The Six-Day War profoundly altered both the borders and the political climate of the Middle East. A victorious and euphoric Israel took control of Gaza, the Sinai Peninsula, the West Bank and parts of the Golan Heights. At the same time, hundreds of thousands of Palestinians and Arabs were displaced, and the term “occupied territories” entered the lexicon. Seen by some as an egregious violation of international law—and the legitimate fulfillment of a religious covenant by others—the territories remain in bitter and politically charged dispute to this day. Weeks after the 1967 war's conclusion, authors Amos Oz and Avraham Shapira audio-taped interviews with dozens of Israeli soldiers. These tapes, heavily censored until now, reveal the men’s conflicted feelings in their new role as occupier. They muse over the meaning of Zionism and express regret over the brutal and dehumanizing realities of war. Director Mor Loushy reunites the aging soldiers with lost audio interviews, skillfully combining them with archival footage and historical context in this powerful and compelling narrative.No doubt about it--war is hell. But so are the ideas of Mr. Oz, a man devoted to casting Israel in the worst light possible for its failure to "evolve" into the socialist Jewtopia of his fevered dreams. Sickeningly, almost a year ago Brandeis University gave Oz an honorary degree while rescinding the one it was going to give Ayaan Hirsi Ali:
Brandeis University gave an honorary degree to leftist writer Amos Oz who described religious Jews as “Hezbollah in a skullcap”

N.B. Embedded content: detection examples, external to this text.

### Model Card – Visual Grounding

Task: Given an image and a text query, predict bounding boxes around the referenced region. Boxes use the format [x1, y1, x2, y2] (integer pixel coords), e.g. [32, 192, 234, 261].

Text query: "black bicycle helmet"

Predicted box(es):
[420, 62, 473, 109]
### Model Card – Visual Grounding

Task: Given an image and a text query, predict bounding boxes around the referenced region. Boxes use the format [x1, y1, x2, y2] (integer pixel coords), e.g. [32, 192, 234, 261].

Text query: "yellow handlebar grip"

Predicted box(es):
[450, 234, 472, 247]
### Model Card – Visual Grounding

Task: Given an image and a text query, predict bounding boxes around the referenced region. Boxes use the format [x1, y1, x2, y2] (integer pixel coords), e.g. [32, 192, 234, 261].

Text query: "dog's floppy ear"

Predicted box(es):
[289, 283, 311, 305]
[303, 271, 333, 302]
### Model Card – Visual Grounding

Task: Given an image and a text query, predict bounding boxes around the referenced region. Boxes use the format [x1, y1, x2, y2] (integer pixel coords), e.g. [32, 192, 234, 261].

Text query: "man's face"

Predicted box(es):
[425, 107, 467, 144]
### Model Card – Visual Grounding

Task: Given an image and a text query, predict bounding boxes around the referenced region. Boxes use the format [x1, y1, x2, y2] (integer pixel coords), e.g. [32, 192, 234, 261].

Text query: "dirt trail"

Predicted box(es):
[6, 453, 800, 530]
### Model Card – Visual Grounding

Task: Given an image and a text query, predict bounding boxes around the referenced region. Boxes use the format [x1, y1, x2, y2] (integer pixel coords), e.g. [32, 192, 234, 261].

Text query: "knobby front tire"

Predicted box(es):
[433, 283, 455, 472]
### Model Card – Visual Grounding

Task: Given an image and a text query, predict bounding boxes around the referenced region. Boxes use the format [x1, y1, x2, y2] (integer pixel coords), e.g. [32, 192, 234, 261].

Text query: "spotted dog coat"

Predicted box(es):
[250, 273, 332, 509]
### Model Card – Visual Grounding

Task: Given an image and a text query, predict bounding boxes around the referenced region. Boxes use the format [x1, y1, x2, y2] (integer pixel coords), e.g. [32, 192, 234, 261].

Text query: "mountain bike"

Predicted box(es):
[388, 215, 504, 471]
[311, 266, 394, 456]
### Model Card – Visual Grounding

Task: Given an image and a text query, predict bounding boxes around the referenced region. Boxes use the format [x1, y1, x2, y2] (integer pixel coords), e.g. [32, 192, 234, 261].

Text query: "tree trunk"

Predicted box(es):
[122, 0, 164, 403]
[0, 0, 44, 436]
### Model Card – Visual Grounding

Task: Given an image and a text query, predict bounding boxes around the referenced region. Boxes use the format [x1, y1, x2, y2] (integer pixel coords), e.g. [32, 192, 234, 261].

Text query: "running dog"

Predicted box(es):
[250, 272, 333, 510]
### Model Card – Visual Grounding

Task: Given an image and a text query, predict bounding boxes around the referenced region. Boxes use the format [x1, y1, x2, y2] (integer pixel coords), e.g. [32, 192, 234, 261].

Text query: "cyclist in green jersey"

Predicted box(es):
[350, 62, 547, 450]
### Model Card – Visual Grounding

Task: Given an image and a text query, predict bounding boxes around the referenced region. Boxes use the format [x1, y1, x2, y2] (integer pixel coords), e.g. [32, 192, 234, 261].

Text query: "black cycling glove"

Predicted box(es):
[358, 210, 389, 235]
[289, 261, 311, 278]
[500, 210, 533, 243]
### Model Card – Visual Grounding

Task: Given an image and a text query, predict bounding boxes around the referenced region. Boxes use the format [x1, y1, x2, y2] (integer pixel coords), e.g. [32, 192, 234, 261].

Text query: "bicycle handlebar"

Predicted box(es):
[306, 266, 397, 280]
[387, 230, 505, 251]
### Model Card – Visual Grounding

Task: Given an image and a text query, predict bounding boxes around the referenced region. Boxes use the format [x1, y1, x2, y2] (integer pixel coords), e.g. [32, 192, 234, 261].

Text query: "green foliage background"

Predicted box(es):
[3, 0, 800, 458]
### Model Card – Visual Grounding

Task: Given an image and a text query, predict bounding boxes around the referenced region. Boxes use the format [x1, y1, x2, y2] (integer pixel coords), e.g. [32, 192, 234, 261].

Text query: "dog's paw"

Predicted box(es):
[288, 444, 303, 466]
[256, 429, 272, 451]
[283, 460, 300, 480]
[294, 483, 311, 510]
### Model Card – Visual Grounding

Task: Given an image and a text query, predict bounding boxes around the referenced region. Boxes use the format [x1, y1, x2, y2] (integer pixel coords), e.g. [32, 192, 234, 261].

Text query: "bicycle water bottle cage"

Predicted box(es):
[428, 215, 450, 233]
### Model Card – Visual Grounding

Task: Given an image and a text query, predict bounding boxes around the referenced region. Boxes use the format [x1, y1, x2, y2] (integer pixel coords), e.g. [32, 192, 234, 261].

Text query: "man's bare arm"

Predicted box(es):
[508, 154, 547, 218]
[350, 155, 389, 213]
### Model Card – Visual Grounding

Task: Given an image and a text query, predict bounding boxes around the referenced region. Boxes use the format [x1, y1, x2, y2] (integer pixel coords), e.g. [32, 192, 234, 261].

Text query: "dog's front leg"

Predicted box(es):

In one speech, Oz described, “A small sect, a messianic sect, obtuse and cruel, emerged a few years ago from a dark corner of Judaism, and it is threatening to destroy all that is dear and sacred to us, to impose on us a wild and insane blood ritual… They are guilty of crimes against humanity.”
In one of his essays, Oz wrote, “Israel could have become an exemplary state… a small scale laboratory for democratic socialism.”
“Why didn’t Israel develop as the most egalitarian and creative social democratic society in the world? I would say that one of the major factors was the mass immigration of Holocaust survivors, Middle Eastern Jews and non-socialist and even anti-socialist Zionists.”
“Then there were the masses of Orthodox Jews… to whom socialism meant blasphemy and atheism.”
“As for the North African Jews,” Oz writes, they were “conservative, puritan, observant and family oriented and to some extent, chauvinistic, militaristic and xenophobic.”
It goes without saying that Amos Oz is a repugnant human being and a vile bigot. But that didn’t stop Brandeis University from honoring him anyway.
However Brandeis University gave in to pressure from terrorist-linked Muslim Brotherhood front groups like CAIR and the Muslim Students Association to withdraw an honor from a courageous critic of Islam.It goes without saying that Amos Oz is a repugnant human being and a vile bigot. But that didn't stop Hot Docs from showing his toxic doc anyway.